Par respect de la vie

Publié le par la freniere

 

Il y a plus de trois ans qu’un vieil héron tout déplumé vient chaparder mes truites. Drôle de monsieur personne, avec sa patte levée, il ressemble aux roseaux qui croissent sur la rive. Quand il s’envole, le ventre plein, on dirait une roche qui essaierait des ailes. Assis sur la galerie, en buvant mon café, les mots remontent de mes tripes et me rapprochent de lui. C’est à peine si nous savons ce que nous sommes. Il y a toujours en nous un étranger qui guette comme la roche sous les arbres, une braise mal éteinte éclairant les coins sombres, un grain infime d’infini. Il faut les protéger des manigances du fric. Avez-vous vu les landaus dernier cri ? Les bébés d’aujourd’hui se promènent en cercueil en attendant l’école, le salaire, la prison du commerce où, le fer de l’hameçon bien enfoncé dans le cœur, ils iront travailler pour enrichir le vide. Ils feront comme le veulent les pêcheurs de profit. Poissons craintifs par peur de manquer d’eau, ils s’acharneront à polluer la source. Bras et jambes d’une machine, geôliers d’eux-mêmes dans leurs loisirs programmés, ils naissent prisonniers. L’homme s’est coincé les doigts dans les rouages du profit.
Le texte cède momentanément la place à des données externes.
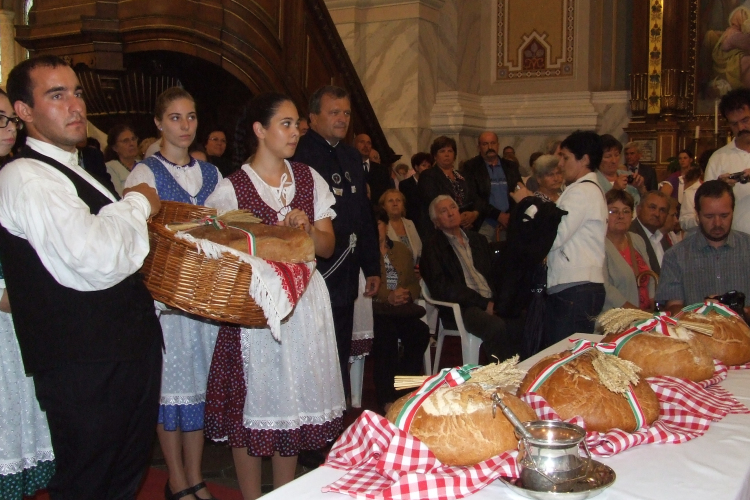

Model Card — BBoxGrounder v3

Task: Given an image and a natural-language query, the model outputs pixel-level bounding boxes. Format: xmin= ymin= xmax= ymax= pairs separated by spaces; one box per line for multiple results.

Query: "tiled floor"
xmin=152 ymin=337 xmax=470 ymax=500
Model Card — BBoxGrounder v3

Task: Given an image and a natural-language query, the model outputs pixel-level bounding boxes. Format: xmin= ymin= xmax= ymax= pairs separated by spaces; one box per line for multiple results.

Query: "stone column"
xmin=0 ymin=10 xmax=16 ymax=87
xmin=326 ymin=0 xmax=445 ymax=158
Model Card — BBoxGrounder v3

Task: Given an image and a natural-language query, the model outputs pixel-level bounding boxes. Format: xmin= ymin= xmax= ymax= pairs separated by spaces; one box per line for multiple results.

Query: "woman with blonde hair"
xmin=379 ymin=189 xmax=422 ymax=265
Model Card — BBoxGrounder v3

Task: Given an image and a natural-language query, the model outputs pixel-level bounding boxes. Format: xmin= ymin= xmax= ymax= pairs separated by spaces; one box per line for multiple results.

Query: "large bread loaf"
xmin=678 ymin=311 xmax=750 ymax=366
xmin=602 ymin=332 xmax=714 ymax=382
xmin=517 ymin=351 xmax=659 ymax=432
xmin=186 ymin=222 xmax=315 ymax=263
xmin=386 ymin=382 xmax=537 ymax=465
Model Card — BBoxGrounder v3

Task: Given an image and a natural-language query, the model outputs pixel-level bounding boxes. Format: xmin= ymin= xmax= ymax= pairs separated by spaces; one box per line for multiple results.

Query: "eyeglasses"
xmin=0 ymin=115 xmax=23 ymax=130
xmin=609 ymin=208 xmax=633 ymax=217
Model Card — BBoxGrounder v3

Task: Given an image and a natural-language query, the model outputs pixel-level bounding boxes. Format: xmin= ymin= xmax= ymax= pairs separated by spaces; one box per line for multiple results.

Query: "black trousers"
xmin=372 ymin=314 xmax=430 ymax=407
xmin=34 ymin=338 xmax=162 ymax=500
xmin=332 ymin=302 xmax=354 ymax=398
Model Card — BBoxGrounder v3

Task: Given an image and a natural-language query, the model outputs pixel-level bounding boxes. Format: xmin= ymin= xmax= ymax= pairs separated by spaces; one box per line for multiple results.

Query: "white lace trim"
xmin=159 ymin=392 xmax=206 ymax=406
xmin=242 ymin=407 xmax=344 ymax=431
xmin=0 ymin=449 xmax=55 ymax=476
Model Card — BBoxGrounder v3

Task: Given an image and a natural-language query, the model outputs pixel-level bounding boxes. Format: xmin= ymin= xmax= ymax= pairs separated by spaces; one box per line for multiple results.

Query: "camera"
xmin=729 ymin=172 xmax=750 ymax=184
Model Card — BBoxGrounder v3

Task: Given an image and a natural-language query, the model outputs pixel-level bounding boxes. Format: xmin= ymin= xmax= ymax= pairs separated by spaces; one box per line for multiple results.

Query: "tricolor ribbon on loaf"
xmin=527 ymin=339 xmax=646 ymax=429
xmin=395 ymin=365 xmax=477 ymax=432
xmin=682 ymin=300 xmax=740 ymax=318
xmin=609 ymin=312 xmax=678 ymax=356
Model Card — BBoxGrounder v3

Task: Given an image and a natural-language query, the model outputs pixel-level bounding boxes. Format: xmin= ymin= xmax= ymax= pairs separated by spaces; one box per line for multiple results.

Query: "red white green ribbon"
xmin=395 ymin=365 xmax=477 ymax=432
xmin=198 ymin=215 xmax=227 ymax=229
xmin=610 ymin=312 xmax=678 ymax=356
xmin=527 ymin=338 xmax=646 ymax=430
xmin=227 ymin=226 xmax=257 ymax=255
xmin=682 ymin=300 xmax=740 ymax=318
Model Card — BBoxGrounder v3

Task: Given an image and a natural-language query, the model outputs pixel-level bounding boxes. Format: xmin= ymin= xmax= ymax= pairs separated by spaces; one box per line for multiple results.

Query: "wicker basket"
xmin=141 ymin=201 xmax=266 ymax=327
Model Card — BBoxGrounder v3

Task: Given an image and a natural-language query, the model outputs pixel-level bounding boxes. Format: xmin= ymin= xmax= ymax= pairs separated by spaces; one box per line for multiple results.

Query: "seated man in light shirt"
xmin=420 ymin=195 xmax=521 ymax=360
xmin=656 ymin=180 xmax=750 ymax=317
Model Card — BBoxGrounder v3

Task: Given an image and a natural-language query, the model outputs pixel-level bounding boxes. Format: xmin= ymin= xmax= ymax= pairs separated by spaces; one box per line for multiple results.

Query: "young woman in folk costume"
xmin=0 ymin=90 xmax=55 ymax=500
xmin=206 ymin=93 xmax=345 ymax=499
xmin=125 ymin=87 xmax=222 ymax=500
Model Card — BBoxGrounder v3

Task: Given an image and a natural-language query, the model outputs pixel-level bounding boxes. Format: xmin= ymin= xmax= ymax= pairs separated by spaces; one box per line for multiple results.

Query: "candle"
xmin=714 ymin=99 xmax=719 ymax=135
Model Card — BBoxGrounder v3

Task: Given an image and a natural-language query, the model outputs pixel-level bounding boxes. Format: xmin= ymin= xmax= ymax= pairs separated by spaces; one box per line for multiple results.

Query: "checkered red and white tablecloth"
xmin=322 ymin=361 xmax=750 ymax=500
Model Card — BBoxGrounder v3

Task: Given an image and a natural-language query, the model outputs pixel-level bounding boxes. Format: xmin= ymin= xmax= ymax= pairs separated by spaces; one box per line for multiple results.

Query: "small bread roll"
xmin=386 ymin=382 xmax=538 ymax=466
xmin=602 ymin=332 xmax=714 ymax=382
xmin=186 ymin=222 xmax=315 ymax=263
xmin=517 ymin=351 xmax=659 ymax=432
xmin=677 ymin=311 xmax=750 ymax=366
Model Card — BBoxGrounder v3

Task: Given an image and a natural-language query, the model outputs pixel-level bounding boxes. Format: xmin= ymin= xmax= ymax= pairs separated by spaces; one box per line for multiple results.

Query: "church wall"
xmin=327 ymin=0 xmax=632 ymax=170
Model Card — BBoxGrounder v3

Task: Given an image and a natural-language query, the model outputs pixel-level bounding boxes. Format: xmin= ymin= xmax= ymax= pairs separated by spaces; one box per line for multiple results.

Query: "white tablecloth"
xmin=263 ymin=334 xmax=750 ymax=500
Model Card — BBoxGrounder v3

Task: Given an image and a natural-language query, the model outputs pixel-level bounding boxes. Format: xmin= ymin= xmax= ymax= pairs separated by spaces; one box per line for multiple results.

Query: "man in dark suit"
xmin=420 ymin=195 xmax=520 ymax=360
xmin=354 ymin=134 xmax=395 ymax=205
xmin=0 ymin=56 xmax=162 ymax=499
xmin=630 ymin=191 xmax=672 ymax=274
xmin=461 ymin=131 xmax=521 ymax=241
xmin=625 ymin=142 xmax=658 ymax=191
xmin=398 ymin=153 xmax=433 ymax=240
xmin=292 ymin=85 xmax=380 ymax=396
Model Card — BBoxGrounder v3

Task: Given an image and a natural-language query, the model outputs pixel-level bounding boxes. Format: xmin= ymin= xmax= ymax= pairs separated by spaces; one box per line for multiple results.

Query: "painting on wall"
xmin=693 ymin=0 xmax=750 ymax=114
xmin=496 ymin=0 xmax=576 ymax=81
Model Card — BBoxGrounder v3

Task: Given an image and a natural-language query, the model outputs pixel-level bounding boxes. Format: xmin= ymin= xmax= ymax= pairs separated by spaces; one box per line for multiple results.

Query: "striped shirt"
xmin=443 ymin=230 xmax=492 ymax=299
xmin=656 ymin=229 xmax=750 ymax=305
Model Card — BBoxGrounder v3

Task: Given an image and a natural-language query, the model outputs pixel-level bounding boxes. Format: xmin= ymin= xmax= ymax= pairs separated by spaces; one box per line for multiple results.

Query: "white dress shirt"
xmin=0 ymin=138 xmax=151 ymax=292
xmin=704 ymin=141 xmax=750 ymax=233
xmin=636 ymin=219 xmax=664 ymax=266
xmin=125 ymin=156 xmax=222 ymax=203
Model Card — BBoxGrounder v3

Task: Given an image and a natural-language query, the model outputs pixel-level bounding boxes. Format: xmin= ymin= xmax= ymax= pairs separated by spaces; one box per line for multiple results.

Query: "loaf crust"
xmin=517 ymin=352 xmax=659 ymax=432
xmin=186 ymin=222 xmax=315 ymax=263
xmin=602 ymin=332 xmax=714 ymax=382
xmin=677 ymin=311 xmax=750 ymax=366
xmin=386 ymin=383 xmax=538 ymax=466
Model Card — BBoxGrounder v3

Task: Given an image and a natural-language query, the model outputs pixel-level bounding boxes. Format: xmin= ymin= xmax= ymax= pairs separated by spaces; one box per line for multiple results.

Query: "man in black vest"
xmin=292 ymin=86 xmax=380 ymax=399
xmin=0 ymin=56 xmax=161 ymax=500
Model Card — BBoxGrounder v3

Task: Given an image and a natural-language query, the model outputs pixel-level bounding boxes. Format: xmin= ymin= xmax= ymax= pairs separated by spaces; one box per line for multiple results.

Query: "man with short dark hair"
xmin=656 ymin=180 xmax=750 ymax=317
xmin=705 ymin=88 xmax=750 ymax=234
xmin=354 ymin=134 xmax=394 ymax=205
xmin=461 ymin=131 xmax=521 ymax=242
xmin=0 ymin=56 xmax=162 ymax=500
xmin=420 ymin=195 xmax=520 ymax=360
xmin=292 ymin=85 xmax=380 ymax=397
xmin=630 ymin=191 xmax=672 ymax=274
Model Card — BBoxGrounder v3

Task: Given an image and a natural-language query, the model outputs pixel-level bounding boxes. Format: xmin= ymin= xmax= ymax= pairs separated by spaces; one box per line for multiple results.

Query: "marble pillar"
xmin=0 ymin=10 xmax=16 ymax=87
xmin=326 ymin=0 xmax=445 ymax=158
Quand la première pensée est celle de l’argent et la mort un commerce, vaut-il la peine de vivre ? Il faut refaire l’espérance, brin d’herbe par brin d’herbe, insecte par insecte, caresse par caresse. Il ne faut pas aider les banques mais détruire l’argent par respect de la vie. Il ne faut plus compter les heures comme on compte ses sous. Il faut conter fleurette aux roses du jardin, embrasser les épines et caresser les loups.

 

Faisant foin du présent, il faut que nos enfants soient fidèles au futur et réparent la terre que nous avons blessée. Quand l’homme meurt aujourd’hui, c’est juste une machine qui tombe en panne. Il faut des mains de robot pour étouffer la vie, des cœurs de guerriers pour embraser l’atome. Nous sommes allés trop loin dans l’orgueil et l’envie, le trésor et la gloire. Il faut des mains de chair pour pétrir le pain, le flux vital de l’âme pour embrasser le monde. Je ne serai jamais ce bonhomme en voiture qui empeste l’argent ni la jeune fille à ses côtés ouvrant les jambes comme une fente à monnaie. Je préfère être seul et sentir les arbres, le cosmos, les fleurs, philosopher tranquille avec un vieux corbeau. Je veux regarder l’homme dans les yeux sans craindre le couteau, rejoindre l’énergie qui anime la vie. Ils peuvent tout me prendre, qu’ils me laissent l’amour. Il n’y a que l’amour. Tout le reste s’épuise comme des jouets à piles. Il faut tuer l’argent, le réduire à néant. Il pourrit le cerveau, le sang, les os. Il oblitère l’âme. Nous rampons devant lui pour en payer le prix. On ne fait plus qu’acheter et vendre. Il y a longtemps que je trahis la banque, la machine, le travail. Je n’attends pas d’un coq qu’il ponde des oeufs d’or. Je suis ce que je suis de par le soleil. Être vivant, c’est plus que le passe-temps d’un prisonnier. La seule raison de vivre, c’est de vivre. Il est impossible d’être pleinement vivant écrasé par la peur, la peur des fins de mois et de manquer d’argent. Le monde est en attente de générosité.